Dave: Errant Story's tendency to put itself down combined with the Poison Elves-esque wall-o'-text turned me off. After two years of trying to stay with the story, I finally realized one day I was only reading it for the art, and half the time I couldn't make that out because it was covered by word balloons I didn't care about.

If you want to write a novel, write a novel. But I'm of the opinion that an artist of Poe's talent shouldn't need to resort to endless dialog to get across what his characters are doing. It's harder, it's more work, but it's what gives a comic its impact.

Comment from: Morgan Wick [TypeKey Profile Page] posted at March 2, 2008 3:48 AM

Quote:
Even something like OOTS, which updates frequently and still has me captivated, was driving me into "sporadically checked" and consequently "less likely to spend money on" until I started using the feed.

That's odd, because I subscribe to OOTS's RSS feed... and almost never use it. It's set up so that it can't be automatically checked more than once a day (at least with IE7's RSS reader), and I end up manually checking (by having a tab open with a random strip up and occasionally refreshing) about three times a day. And as much as I like OOTS, I suspect Eric will definitely be able to fill the "weaknesses" section whenever he gets around to it, and it might not be "regularly checked" either. Maybe it's the fact that we're currently in a rather plot-critical section of the story, where we have a lot of questions and a key plot turn can happen in any strip, as I think I was using the RSS more when we were just establishing what was going on with the Resistance.

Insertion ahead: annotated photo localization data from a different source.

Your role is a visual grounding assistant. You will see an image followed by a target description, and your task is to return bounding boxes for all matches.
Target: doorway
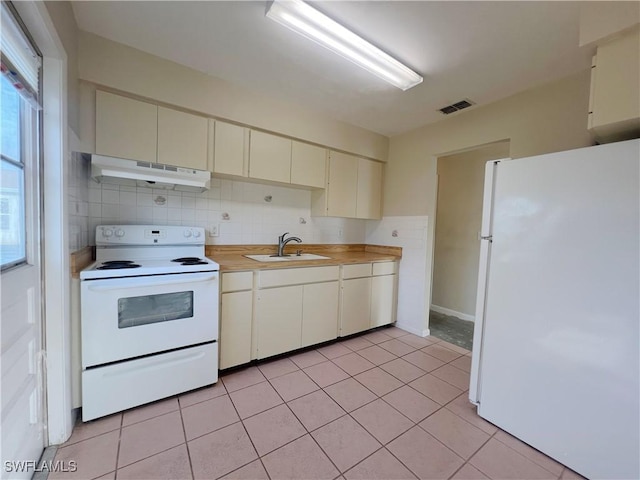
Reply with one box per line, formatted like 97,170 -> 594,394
1,3 -> 45,475
430,141 -> 510,349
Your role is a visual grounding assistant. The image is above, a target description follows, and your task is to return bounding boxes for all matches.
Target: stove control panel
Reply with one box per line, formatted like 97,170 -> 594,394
96,225 -> 206,246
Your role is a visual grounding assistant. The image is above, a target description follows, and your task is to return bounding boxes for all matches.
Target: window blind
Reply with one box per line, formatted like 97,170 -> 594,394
1,2 -> 41,101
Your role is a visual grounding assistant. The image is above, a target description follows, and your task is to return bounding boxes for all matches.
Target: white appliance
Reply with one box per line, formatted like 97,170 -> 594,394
80,225 -> 220,421
90,154 -> 211,192
470,139 -> 639,479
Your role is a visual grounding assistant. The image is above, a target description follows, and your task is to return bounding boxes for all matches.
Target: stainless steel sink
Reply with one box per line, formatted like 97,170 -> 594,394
244,253 -> 331,262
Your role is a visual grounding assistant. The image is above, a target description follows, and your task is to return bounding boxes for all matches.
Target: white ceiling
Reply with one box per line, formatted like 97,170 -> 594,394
71,1 -> 595,137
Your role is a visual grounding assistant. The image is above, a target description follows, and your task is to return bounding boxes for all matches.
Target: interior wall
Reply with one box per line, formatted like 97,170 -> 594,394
44,1 -> 79,136
384,71 -> 594,334
75,31 -> 389,161
431,141 -> 510,319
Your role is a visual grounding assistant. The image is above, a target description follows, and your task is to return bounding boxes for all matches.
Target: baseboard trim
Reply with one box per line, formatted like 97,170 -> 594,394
395,322 -> 430,338
430,304 -> 475,323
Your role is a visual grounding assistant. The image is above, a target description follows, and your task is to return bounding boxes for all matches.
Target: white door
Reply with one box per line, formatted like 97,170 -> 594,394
1,6 -> 45,476
475,140 -> 640,479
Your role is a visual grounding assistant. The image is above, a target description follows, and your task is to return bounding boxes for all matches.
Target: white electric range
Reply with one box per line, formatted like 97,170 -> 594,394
80,225 -> 220,421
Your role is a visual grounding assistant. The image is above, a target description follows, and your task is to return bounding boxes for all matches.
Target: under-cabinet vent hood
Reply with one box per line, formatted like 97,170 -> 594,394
90,155 -> 211,192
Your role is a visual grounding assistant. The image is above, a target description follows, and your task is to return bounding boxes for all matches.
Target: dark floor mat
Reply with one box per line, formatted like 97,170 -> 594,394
429,310 -> 474,351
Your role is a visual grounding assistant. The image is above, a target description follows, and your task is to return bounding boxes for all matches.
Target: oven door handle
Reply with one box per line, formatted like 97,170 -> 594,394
85,273 -> 218,291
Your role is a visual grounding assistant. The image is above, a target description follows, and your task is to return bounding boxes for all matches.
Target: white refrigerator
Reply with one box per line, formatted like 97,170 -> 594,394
469,139 -> 639,479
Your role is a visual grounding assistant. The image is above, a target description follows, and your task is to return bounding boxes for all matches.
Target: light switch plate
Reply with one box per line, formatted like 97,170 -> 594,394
209,224 -> 219,237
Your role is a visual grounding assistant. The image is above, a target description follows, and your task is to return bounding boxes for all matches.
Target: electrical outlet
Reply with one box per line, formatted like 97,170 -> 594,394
209,224 -> 219,237
338,229 -> 343,238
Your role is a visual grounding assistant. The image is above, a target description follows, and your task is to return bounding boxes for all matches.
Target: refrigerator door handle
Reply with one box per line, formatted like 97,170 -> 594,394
469,159 -> 502,405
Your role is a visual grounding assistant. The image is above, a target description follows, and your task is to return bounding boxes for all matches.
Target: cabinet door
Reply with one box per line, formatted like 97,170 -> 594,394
340,277 -> 371,336
327,152 -> 358,218
591,29 -> 640,131
356,158 -> 383,219
213,121 -> 248,177
249,131 -> 292,183
96,91 -> 157,163
302,281 -> 339,347
157,107 -> 208,170
220,291 -> 253,369
291,141 -> 327,188
256,286 -> 303,359
370,275 -> 396,328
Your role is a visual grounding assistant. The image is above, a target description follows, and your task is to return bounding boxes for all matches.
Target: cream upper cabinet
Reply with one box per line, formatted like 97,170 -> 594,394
249,130 -> 292,183
291,141 -> 327,188
157,107 -> 208,170
589,28 -> 640,143
301,281 -> 339,347
212,120 -> 249,177
96,91 -> 210,169
311,151 -> 382,219
356,158 -> 383,219
327,151 -> 359,217
96,91 -> 157,163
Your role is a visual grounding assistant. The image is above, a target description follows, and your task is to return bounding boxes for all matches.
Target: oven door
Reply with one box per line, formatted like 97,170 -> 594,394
81,271 -> 219,368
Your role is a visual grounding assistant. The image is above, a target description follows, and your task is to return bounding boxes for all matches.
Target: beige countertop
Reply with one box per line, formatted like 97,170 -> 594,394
206,244 -> 401,272
70,244 -> 402,276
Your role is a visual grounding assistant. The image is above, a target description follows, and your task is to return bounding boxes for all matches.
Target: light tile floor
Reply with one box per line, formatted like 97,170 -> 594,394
52,327 -> 585,480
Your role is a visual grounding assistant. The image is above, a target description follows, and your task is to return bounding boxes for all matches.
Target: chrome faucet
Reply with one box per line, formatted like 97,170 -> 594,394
277,232 -> 302,257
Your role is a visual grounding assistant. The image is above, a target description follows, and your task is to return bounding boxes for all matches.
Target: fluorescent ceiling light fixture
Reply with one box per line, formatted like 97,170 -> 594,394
266,0 -> 423,91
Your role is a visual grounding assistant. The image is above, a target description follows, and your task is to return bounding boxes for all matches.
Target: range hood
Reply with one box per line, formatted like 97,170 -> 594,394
90,155 -> 210,192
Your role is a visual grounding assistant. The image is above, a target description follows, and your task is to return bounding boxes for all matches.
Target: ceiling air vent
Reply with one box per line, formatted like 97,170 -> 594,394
439,99 -> 475,115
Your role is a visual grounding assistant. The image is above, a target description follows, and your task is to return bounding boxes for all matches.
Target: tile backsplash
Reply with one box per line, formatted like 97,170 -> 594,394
366,216 -> 430,337
69,155 -> 367,248
68,151 -> 91,251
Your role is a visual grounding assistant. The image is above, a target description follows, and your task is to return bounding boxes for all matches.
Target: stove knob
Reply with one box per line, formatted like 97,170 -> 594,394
115,229 -> 125,238
193,230 -> 201,238
183,230 -> 192,238
103,228 -> 114,238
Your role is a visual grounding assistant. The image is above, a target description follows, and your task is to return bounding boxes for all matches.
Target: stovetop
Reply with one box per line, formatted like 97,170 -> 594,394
80,225 -> 219,280
81,257 -> 219,280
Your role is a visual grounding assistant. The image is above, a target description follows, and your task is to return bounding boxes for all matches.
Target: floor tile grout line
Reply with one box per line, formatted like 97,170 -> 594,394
415,410 -> 494,466
459,428 -> 503,480
491,432 -> 564,477
177,401 -> 196,480
112,413 -> 124,479
221,384 -> 268,479
114,442 -> 190,477
119,401 -> 181,429
345,401 -> 415,447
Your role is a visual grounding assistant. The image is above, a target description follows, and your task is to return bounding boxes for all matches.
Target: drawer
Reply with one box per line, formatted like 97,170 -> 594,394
342,263 -> 372,279
259,266 -> 339,288
221,271 -> 253,292
373,261 -> 397,276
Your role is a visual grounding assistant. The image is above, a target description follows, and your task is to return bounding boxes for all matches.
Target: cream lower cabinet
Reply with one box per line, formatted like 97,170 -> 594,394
220,262 -> 395,366
340,277 -> 372,336
219,271 -> 253,369
371,275 -> 396,327
302,281 -> 339,347
256,266 -> 339,360
256,285 -> 303,359
340,261 -> 397,336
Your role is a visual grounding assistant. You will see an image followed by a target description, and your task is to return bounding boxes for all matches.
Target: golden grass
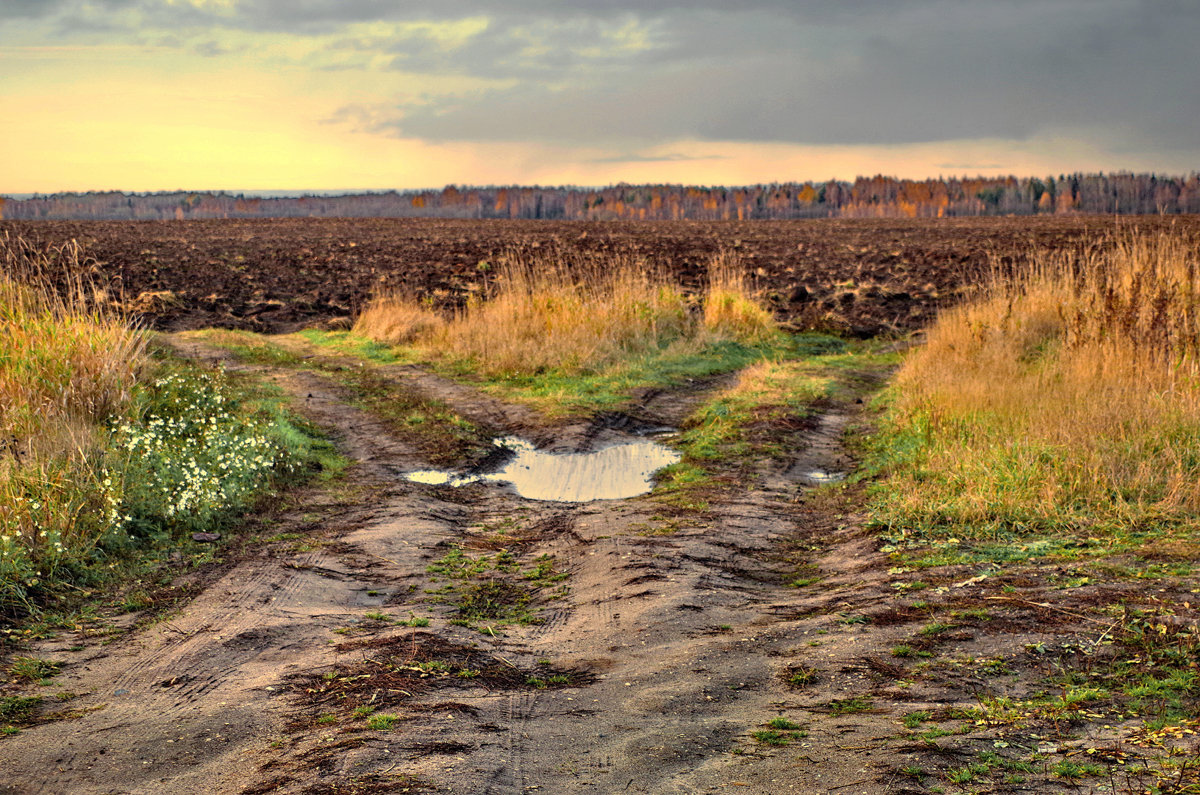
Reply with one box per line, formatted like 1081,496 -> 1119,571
1,234 -> 147,462
703,252 -> 776,342
879,229 -> 1200,535
1,234 -> 147,596
352,290 -> 444,346
356,249 -> 775,377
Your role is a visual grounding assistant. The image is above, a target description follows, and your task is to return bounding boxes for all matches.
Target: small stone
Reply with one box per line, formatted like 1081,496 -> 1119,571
192,532 -> 221,543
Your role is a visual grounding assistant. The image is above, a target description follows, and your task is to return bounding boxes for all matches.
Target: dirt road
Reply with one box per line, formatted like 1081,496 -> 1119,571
7,336 -> 1158,795
1,335 -> 919,794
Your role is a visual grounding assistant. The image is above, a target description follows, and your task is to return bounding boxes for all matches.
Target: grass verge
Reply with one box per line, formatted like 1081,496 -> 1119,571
0,234 -> 338,621
865,230 -> 1200,562
351,248 -> 786,414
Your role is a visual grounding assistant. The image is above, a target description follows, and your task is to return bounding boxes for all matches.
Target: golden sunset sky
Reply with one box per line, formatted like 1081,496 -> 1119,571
3,1 -> 1197,194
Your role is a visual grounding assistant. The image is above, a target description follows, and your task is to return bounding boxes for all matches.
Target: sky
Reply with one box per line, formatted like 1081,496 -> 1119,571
2,0 -> 1197,193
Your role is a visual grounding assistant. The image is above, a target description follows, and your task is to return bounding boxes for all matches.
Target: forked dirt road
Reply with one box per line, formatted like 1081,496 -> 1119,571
2,340 -> 955,794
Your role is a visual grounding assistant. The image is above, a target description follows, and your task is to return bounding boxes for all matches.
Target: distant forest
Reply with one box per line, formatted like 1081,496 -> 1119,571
4,173 -> 1200,221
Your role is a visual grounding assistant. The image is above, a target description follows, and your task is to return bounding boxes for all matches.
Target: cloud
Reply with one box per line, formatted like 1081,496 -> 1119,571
365,1 -> 1200,153
589,152 -> 730,163
192,38 -> 248,57
7,0 -> 1199,161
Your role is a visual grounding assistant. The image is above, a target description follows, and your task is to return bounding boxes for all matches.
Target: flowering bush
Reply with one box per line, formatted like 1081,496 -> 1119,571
105,370 -> 289,542
1,364 -> 321,614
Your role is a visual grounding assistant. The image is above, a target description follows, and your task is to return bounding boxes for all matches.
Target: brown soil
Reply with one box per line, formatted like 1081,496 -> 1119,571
6,215 -> 1196,338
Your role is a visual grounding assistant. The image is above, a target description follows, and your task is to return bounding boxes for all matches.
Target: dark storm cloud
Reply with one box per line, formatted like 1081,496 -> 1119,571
0,0 -> 67,18
11,0 -> 1200,153
367,0 -> 1200,150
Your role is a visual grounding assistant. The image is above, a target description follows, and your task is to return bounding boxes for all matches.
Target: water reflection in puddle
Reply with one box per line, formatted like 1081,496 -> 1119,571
801,470 -> 845,485
406,436 -> 681,503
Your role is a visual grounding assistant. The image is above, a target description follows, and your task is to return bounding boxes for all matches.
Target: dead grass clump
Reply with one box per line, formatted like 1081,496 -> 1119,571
704,252 -> 776,342
441,250 -> 691,376
355,249 -> 776,377
878,229 -> 1200,536
352,291 -> 443,345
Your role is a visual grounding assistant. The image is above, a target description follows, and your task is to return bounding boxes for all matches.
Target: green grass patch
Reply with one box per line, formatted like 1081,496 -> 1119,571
188,329 -> 489,468
7,656 -> 59,682
425,548 -> 568,631
365,713 -> 398,731
1,350 -> 343,619
826,696 -> 873,715
295,329 -> 404,364
458,336 -> 805,418
185,329 -> 306,367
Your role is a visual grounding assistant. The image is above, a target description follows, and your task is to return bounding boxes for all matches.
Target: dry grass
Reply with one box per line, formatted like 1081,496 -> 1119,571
355,249 -> 775,377
352,290 -> 444,346
1,233 -> 148,604
703,252 -> 776,342
876,229 -> 1200,537
1,234 -> 147,464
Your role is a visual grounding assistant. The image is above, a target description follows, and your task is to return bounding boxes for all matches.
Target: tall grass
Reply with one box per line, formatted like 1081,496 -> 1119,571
870,230 -> 1200,543
703,252 -> 776,342
1,234 -> 328,615
1,234 -> 146,458
354,249 -> 775,377
0,234 -> 148,608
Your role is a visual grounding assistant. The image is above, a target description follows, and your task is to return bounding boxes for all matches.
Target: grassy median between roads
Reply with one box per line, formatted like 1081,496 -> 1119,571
355,248 -> 775,374
0,234 -> 336,618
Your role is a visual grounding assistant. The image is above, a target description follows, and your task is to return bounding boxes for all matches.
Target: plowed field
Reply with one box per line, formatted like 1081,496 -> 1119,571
5,215 -> 1189,336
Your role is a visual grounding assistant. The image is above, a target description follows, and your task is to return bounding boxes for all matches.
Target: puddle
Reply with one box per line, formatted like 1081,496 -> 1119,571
405,436 -> 681,502
800,470 -> 846,485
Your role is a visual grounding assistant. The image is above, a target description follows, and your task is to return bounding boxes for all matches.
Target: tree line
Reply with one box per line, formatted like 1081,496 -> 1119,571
4,172 -> 1199,221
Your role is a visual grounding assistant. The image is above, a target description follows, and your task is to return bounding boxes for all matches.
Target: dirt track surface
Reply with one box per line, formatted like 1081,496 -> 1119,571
0,336 -> 901,794
9,333 -> 1186,795
6,215 -> 1194,338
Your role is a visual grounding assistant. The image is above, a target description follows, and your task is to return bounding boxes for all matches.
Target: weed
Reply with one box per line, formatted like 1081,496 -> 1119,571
826,697 -> 872,715
1052,760 -> 1106,779
426,548 -> 566,629
399,615 -> 431,628
0,695 -> 41,723
787,667 -> 818,687
946,763 -> 989,784
752,730 -> 793,746
365,714 -> 398,731
8,657 -> 59,682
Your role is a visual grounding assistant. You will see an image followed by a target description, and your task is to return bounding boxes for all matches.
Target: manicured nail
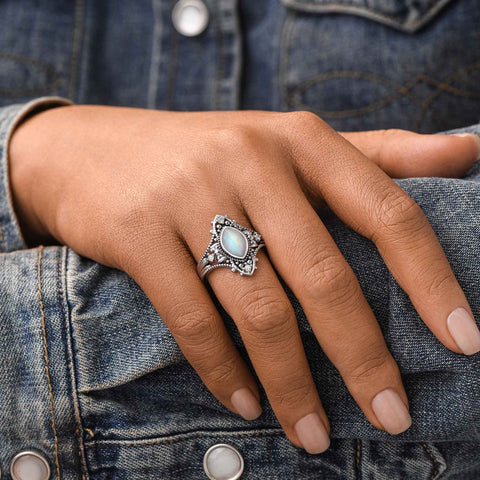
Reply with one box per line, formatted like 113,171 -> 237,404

But then, I wasn't as involved in the forum then, either...

(Also, the comment form needs some sort of primer on formatting somewhere, dammit!)

Comment from: Morgan Wick [TypeKey Profile Page] posted at March 2, 2008 3:48 AM

Quote:
Even something like OOTS, which updates frequently and still has me captivated, was driving me into "sporadically checked" and consequently "less likely to spend money on" until I started using the feed.

That's odd, because I subscribe to OOTS's RSS feed... and almost never use it. It's set up so that it can't be automatically checked more than once a day (at least with IE7's RSS reader), and I end up manually checking (by having a tab open with a random strip up and occasionally refreshing) about three times a day. And as much as I like OOTS, I suspect Eric will definitely be able to fill the "weaknesses" section whenever he gets around to it, and it might not be "regularly checked" either. Maybe it's the fact that we're currently in a rather plot-critical section of the story, where we have a lot of questions and a key plot turn can happen in any strip, as I think I was using the RSS more when we were just establishing what was going on with the Resistance. But then, I wasn't as involved in the forum then, either...

(Also, the comment form needs some sort of primer on formatting somewhere, dammit! I can't be certain how you do those quote effects!)